К 150-летию Киплинга отношение двойственное. С одной стороны, он бесспорно самый талантливый писатель Британской империи, с другой – он ее главный апологет. Киплинга, однако, нельзя разделить, его можно только понять – разумеется, на его условиях.
В его творчестве произошло подспудное превращение приключенческой прозы в колониальную поэзию. Цена цивилизации, – говорит она, – чудовищна, но другого выхода нет, ибо история ведет в одну сторону. Оправдать и цивилизацию, и историю может лишь давно утраченная пристыженным Западом вера в себя. Как написал другой автор имперской темы Джозеф Конрад, Запад "искупает только идея, на которую он опирается, – не сентиментальное притворство, но идея".
Эту идею называли так: "бремя белого человека". Но на всю империю, причем не только Британскую, одному Киплингу хватило таланта, чтобы убедить в ней читателя. Сегодня даже сами индийцы считают "Кима" лучшим романом об их стране. Остальные от Киплинга о ней впервые и услышали – в раннем детстве, когда нам читают "Маугли".
В любимой и бессмертной "Книге джунглей" колониальная история сгущена до мифа и упрощена до сказки. Человеческий детеныш заброшен в мир его меньших братьев. Лишенный клыков, зубов, хвоста и шерсти, он улыбается волкам, потому что ничего не боится. Даже голый, как лягушка, от которой он получил свое имя, Маугли – венец творения. Он стоит буйвола, заплаченного Багирой, ибо за ним – великое будущее подлинного хозяина джунглей.

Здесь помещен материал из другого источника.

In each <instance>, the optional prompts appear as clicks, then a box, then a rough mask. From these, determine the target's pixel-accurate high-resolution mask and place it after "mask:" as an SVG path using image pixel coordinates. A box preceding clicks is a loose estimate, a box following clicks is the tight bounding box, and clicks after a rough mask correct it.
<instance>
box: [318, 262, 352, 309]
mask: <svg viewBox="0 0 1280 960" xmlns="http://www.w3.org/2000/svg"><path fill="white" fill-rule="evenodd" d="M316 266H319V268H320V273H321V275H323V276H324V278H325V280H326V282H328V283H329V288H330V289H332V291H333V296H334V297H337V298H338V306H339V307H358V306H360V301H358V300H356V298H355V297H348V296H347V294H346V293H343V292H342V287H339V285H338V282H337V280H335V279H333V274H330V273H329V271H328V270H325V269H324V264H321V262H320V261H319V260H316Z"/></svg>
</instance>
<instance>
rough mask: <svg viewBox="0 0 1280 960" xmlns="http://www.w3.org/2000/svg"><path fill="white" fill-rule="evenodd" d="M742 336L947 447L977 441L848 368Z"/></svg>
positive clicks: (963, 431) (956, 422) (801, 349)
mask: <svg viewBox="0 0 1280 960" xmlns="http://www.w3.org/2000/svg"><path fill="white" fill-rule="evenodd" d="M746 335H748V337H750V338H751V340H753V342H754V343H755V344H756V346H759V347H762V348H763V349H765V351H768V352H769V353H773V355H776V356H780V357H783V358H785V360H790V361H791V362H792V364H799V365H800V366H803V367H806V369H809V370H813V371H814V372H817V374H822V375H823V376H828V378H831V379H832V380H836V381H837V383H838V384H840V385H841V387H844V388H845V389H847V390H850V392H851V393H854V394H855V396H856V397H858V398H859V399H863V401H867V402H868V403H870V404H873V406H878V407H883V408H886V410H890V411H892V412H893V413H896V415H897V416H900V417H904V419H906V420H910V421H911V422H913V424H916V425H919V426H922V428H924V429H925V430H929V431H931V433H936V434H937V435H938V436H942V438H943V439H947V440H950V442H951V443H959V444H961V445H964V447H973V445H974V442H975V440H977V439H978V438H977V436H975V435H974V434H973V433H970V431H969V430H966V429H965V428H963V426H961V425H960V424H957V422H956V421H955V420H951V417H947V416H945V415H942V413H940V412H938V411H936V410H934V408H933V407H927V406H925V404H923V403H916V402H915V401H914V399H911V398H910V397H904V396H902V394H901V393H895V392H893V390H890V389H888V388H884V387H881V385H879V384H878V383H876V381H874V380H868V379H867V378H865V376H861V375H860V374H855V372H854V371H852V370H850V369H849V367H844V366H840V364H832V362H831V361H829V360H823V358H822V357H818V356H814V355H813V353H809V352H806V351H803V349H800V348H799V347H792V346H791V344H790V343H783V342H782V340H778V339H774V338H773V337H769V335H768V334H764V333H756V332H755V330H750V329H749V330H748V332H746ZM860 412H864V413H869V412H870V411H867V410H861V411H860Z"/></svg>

Поскольку сам Киплинг видел их, как и мы, лишь на картинках, он вообразил джунгли первобытным лесом, жестоким – ветхозаветным – Эдемом. Здесь убивают, чтобы есть, знают цену мести и презирают силу без чести. Современники Киплинга считали тигра Шерхана Гитлером, а шакала Табаки – Муссолини. Но, несмотря на них, джунгли – разумно устроенная утопия, в которой царит рациональный, как у Платона, Закон, "никогда не приказывающий чего-либо беспричинно". Закон, например, позволяет "зверям есть человека, только когда зверь убивает его, желая показать своим детям, как это надо делать".
Маугли принимает Закон без возражений, как условие выживания в джунглях. Он учился в их школе, пока "все для мальчика стало так же важно и понятно, как конторская работа для дельца".
Тут надо напомнить, что для Киплинга делец – это хорошо, это рыцарь колоний. Не зря автор "Департаментских песен" стал первым поэтом, сумевшим переложить в стихи черновую работу цивилизации:
Шестьдесят процентов,
не меньше, приносил мне прокатный вал.
Шестьдесят процентов с браковкой,
вдвое больше, чем дало б литье.
Освоив вместо бухгалтерии звериный язык, Маугли каждому встречному говорит "мы одной крови", но это – не правда. Сам он по Киплингу принадлежит к высшей – человеческой – расе, поэтому ни один зверь не может вынести человеческого взгляда. Придя, как англичане, в чужой мир, Маугли покорил его именно так, как мечтал Киплинг: умом и лаской. Уважая прежний порядок, Маугли подмял его под себя, заменив вожака волчьей стаи. Благодаря ему старое и новое в джунглях слилось в гармонию, исключенным из которой оказалось лишь загадочное на первый взгляд племя бандерлогов. В джунглях, где у всех, даже кобр, есть свое законное место, обезьяны – изгои. О них не говорят в приличном зверином обществе: "Обезьяны – отверженные. Они называют себя великим народом, готовым свершить великие дела в джунглях, но падает орех, им делается смешно, и они все забывают".
Бандерлоги – пародия природы, карикатура на людей, они – полудикари, фальшивые наследники, бездумно живущие в руинах чужого города и самонадеянно считающего его своим: “Обезьяны часто садились кружками в зале совета короля, чесались, отыскивали блох и притворялись людьми. Иногда же то вбегали в дома без крыш, то выбегали из них, складывали куда-нибудь куски штукатурки и старые кирпичи, тотчас же забывая, куда спрятали их".
Примерно так Киплинг представлял себе постколониальный мир, из которого вычли не только Маугли, но и его автора – даже в дни юбилея.